North America held 41.95% share of the medical imaging market size in 2025 and remains the center of gravity for high-spec systems, enterprise imaging platforms, and AI-enabled workflows that align with established reimbursement structures. The United States accounts for the largest portion of global revenue due to capital budgets at scale and a large outpatient ecosystem that integrates imaging into routine care and complex procedures in the medical imaging market. Canada experiences wait-time constraints in some provinces that slow replacement cadences and stimulate public-private partnerships, factors that shape procurement timing and service models. FDA device oversight and CMS coverage decisions influence feature adoption timelines and clinical indications, which reinforces early uptake of software tools that pair with established hardware lines in the medical imaging market.
Europe shows mature demand with centralized tenders that compress margins yet offer multi-year volume visibility for modality refresh cycles in the medical imaging market. Germany and France maintain higher per-capita utilization than the United Kingdom, where budget constraints limit capital replacement and contribute to lower scanner density relative to continental peers. MDR implementation increased compliance workload and certification time for AI-rich software, which favors incumbents with deep regulatory teams and structured post-market surveillance programs in the medical imaging market. Private providers in Central and Eastern Europe invest to serve medical tourists from Western Europe, where pricing and wait-time differentials pull procedures to regional hubs with modern imaging suites.
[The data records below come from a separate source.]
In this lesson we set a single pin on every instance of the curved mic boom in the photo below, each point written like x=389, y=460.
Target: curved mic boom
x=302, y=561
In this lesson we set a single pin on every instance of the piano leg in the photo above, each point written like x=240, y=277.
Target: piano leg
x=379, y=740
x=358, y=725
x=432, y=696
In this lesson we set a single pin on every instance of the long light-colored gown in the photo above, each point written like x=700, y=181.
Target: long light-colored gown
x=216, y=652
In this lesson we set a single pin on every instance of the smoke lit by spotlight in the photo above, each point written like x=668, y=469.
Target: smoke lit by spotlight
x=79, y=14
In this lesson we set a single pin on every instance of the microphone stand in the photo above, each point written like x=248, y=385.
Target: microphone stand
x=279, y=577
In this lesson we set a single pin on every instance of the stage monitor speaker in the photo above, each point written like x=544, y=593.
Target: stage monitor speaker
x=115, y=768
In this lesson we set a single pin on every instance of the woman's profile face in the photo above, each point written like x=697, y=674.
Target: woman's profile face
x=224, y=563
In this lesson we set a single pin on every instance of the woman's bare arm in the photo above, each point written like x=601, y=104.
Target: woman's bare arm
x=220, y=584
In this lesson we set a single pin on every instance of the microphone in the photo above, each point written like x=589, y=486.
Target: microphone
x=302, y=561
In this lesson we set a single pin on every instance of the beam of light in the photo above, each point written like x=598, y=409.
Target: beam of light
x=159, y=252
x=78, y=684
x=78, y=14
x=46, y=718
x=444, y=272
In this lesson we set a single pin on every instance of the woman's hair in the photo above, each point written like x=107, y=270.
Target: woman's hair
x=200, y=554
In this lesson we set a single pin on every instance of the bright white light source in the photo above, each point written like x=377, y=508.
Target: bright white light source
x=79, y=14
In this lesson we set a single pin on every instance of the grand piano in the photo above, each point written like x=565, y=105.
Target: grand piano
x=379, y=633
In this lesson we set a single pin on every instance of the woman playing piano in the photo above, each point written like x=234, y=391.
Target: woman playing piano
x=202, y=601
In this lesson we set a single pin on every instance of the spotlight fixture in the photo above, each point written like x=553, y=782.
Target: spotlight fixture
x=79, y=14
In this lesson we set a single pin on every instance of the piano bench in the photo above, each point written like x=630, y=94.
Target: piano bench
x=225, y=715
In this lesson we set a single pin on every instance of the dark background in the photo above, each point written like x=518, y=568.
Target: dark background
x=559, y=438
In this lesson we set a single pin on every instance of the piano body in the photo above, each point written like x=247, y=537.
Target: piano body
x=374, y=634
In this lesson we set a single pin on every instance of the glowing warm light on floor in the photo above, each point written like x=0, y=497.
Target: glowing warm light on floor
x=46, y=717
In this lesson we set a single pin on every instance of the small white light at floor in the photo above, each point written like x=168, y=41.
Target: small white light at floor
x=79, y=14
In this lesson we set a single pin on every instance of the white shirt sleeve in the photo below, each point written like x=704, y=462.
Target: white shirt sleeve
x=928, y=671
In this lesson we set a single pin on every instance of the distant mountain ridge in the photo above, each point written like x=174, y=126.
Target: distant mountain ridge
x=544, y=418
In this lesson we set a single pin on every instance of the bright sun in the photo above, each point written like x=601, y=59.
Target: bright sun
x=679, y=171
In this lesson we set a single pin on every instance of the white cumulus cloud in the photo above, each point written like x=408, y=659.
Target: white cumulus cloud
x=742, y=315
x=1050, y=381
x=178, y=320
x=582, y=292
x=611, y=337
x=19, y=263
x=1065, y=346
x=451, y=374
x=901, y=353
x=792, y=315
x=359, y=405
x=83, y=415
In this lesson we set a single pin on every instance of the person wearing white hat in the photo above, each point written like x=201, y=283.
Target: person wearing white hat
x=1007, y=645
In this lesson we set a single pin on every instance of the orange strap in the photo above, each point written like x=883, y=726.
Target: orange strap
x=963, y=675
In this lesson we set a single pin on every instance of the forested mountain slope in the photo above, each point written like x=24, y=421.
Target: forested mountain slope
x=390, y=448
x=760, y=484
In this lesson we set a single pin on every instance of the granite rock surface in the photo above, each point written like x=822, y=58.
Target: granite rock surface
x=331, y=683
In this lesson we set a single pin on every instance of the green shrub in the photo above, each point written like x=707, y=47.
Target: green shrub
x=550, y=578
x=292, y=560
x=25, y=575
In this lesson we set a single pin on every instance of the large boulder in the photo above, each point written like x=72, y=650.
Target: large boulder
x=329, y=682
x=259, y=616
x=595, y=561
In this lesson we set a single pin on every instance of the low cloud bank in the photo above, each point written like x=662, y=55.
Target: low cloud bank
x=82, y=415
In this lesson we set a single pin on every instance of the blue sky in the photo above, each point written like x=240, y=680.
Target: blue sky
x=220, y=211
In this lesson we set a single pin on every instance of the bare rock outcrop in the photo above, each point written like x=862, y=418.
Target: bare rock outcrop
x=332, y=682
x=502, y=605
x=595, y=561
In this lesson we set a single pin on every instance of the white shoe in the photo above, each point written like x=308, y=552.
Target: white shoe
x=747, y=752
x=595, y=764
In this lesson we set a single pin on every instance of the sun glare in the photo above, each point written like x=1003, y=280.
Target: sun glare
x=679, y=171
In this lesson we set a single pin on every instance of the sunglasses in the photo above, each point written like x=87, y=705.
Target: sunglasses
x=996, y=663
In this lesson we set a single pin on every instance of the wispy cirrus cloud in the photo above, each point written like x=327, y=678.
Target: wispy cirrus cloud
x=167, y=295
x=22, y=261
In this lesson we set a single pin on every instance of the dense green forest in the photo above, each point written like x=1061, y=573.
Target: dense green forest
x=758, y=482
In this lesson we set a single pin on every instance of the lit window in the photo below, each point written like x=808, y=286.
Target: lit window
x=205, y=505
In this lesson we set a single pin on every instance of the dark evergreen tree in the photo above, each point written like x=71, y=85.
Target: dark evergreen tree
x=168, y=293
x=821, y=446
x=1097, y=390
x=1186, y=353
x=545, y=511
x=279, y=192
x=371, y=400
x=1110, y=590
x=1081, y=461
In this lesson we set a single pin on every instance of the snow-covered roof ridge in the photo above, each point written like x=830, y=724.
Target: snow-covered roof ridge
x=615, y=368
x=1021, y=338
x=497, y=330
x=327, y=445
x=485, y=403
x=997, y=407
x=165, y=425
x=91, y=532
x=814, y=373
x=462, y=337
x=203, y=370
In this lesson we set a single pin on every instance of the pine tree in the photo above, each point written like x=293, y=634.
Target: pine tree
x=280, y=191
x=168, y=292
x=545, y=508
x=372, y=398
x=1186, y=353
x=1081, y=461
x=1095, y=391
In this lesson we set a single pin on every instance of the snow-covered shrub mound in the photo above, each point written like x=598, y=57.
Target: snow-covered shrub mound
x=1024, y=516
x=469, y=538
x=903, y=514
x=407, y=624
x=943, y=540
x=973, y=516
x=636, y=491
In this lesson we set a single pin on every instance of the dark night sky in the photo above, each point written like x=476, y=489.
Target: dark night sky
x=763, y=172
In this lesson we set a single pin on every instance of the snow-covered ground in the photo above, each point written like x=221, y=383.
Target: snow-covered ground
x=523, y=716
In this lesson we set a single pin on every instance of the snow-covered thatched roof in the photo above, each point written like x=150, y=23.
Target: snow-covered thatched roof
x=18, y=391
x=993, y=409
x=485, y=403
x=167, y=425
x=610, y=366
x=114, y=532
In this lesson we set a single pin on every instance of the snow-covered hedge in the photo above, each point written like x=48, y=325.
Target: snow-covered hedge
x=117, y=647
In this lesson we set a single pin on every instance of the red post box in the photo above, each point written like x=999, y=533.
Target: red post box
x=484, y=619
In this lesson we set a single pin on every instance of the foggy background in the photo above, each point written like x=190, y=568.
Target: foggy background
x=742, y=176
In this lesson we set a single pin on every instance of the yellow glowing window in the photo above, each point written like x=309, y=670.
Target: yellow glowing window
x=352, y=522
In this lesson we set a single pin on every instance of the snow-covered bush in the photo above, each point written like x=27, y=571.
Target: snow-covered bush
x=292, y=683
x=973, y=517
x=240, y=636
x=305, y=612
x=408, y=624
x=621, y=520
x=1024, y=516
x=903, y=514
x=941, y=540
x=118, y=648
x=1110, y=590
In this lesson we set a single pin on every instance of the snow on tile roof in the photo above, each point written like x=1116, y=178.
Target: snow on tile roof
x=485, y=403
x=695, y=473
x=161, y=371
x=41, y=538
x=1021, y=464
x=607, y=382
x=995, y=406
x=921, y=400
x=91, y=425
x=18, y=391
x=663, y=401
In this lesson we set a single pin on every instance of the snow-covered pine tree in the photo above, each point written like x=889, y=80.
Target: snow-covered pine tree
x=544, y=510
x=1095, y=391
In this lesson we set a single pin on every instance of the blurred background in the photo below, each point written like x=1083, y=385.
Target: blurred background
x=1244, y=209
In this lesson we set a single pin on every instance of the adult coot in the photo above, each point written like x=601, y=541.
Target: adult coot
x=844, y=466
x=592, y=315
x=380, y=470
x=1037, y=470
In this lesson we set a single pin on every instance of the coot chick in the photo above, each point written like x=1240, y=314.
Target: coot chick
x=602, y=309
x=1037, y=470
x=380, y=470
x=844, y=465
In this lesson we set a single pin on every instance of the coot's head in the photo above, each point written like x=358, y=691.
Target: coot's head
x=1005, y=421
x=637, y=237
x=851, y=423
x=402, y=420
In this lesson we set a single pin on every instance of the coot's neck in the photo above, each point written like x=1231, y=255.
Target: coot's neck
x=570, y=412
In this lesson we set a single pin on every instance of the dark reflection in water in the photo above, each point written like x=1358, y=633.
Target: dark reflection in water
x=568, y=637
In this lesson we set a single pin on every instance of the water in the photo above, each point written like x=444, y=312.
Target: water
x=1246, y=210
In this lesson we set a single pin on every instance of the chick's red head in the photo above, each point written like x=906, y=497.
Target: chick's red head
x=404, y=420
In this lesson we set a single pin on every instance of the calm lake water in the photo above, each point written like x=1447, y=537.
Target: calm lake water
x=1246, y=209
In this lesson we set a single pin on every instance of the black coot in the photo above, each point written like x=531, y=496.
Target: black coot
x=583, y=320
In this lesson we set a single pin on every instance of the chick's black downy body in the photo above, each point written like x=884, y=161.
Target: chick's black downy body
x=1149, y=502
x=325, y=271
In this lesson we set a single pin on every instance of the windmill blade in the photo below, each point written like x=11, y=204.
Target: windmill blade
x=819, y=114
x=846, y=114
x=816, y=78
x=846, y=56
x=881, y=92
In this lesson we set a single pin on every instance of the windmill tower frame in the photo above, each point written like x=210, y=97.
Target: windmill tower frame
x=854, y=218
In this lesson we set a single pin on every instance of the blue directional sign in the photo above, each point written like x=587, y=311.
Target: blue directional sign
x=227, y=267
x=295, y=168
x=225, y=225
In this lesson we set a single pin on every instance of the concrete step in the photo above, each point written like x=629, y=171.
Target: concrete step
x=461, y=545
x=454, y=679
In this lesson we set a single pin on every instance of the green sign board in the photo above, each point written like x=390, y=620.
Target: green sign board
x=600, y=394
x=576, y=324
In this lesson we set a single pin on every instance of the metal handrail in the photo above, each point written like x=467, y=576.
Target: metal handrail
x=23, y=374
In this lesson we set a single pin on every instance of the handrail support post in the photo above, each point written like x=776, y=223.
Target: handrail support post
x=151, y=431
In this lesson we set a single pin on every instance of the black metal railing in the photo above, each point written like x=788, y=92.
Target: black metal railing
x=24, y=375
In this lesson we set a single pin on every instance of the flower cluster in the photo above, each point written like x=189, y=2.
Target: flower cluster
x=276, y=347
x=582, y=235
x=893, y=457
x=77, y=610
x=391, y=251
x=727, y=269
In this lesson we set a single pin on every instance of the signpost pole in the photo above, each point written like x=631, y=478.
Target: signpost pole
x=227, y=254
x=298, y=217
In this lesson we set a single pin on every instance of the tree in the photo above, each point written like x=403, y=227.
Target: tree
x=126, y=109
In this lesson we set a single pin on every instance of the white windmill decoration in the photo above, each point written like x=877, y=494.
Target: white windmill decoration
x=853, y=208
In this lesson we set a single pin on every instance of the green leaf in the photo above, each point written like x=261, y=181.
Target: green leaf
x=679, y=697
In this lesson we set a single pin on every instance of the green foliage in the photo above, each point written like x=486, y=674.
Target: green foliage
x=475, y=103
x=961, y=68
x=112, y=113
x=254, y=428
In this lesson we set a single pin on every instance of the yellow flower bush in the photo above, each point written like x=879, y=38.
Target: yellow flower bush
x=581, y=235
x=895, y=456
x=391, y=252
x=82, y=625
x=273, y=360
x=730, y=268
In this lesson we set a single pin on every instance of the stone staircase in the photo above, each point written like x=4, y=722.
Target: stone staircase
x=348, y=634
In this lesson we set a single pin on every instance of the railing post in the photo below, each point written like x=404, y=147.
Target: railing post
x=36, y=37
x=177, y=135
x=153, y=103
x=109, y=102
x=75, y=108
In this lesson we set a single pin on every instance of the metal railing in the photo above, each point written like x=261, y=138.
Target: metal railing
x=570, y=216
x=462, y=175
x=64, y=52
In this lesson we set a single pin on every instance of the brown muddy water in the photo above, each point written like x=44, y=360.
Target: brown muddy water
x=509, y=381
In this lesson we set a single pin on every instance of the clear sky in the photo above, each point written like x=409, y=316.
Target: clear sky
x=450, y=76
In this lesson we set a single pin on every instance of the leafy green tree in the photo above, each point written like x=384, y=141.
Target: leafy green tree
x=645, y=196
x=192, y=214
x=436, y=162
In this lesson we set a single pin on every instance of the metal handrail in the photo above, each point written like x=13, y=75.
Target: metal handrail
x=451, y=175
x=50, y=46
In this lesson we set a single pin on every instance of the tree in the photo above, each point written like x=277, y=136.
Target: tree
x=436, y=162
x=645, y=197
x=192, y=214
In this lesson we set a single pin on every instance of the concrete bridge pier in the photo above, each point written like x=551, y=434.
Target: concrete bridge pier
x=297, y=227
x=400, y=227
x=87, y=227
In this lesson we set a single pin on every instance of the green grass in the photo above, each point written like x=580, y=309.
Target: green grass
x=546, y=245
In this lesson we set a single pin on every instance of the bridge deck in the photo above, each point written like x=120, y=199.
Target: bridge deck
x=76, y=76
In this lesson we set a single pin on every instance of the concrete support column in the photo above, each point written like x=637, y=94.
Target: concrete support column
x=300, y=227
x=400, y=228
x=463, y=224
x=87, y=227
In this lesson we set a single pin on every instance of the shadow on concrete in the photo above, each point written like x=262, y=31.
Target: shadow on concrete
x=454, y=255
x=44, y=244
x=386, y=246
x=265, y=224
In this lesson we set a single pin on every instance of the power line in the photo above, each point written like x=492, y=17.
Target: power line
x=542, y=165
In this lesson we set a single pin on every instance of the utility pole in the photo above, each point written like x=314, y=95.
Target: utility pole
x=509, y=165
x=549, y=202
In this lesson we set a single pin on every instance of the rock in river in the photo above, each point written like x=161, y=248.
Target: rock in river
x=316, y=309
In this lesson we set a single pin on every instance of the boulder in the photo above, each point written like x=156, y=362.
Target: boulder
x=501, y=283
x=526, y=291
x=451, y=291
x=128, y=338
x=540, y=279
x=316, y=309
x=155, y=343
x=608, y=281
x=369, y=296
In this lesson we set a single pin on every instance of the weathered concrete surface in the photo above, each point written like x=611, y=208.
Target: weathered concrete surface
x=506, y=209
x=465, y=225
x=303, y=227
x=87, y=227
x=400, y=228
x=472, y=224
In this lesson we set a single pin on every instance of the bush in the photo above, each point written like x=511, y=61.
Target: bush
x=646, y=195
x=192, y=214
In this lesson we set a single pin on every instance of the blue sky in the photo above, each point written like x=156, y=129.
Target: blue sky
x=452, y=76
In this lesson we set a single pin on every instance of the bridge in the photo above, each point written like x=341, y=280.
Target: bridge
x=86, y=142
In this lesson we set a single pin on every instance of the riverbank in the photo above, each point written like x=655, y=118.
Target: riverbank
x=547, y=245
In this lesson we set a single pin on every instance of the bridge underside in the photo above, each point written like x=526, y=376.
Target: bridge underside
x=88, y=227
Asia-Pacific is the fastest-growing region at a 5.54% CAGR as China, India, and Southeast Asia expand access through public investment and private-chain growth, with domestic manufacturers adding capacity and competitive price points in the medical imaging market. Japan behaves like a replacement market, while Australia and South Korea combine high technology adoption with smaller absolute volumes due to population size. Regulatory fragmentation across ASEAN requires market-by-market registration and reimbursement planning, which influences launch sequencing and partner selection for manufacturers in the medical imaging market. In the Middle East, sovereign investment in tertiary-care hubs drives premium imaging procurement as part of economic diversification agendas, while Sub-Saharan Africa remains underserved and relies on portable and refurbished solutions tailored to infrastructure realities. South America concentrates growth in Brazil, Mexico, and Colombia as urban private hospitals build imaging-led service lines, while public systems and rural areas extend access through mobile fleets and tele-reporting in the medical imaging market.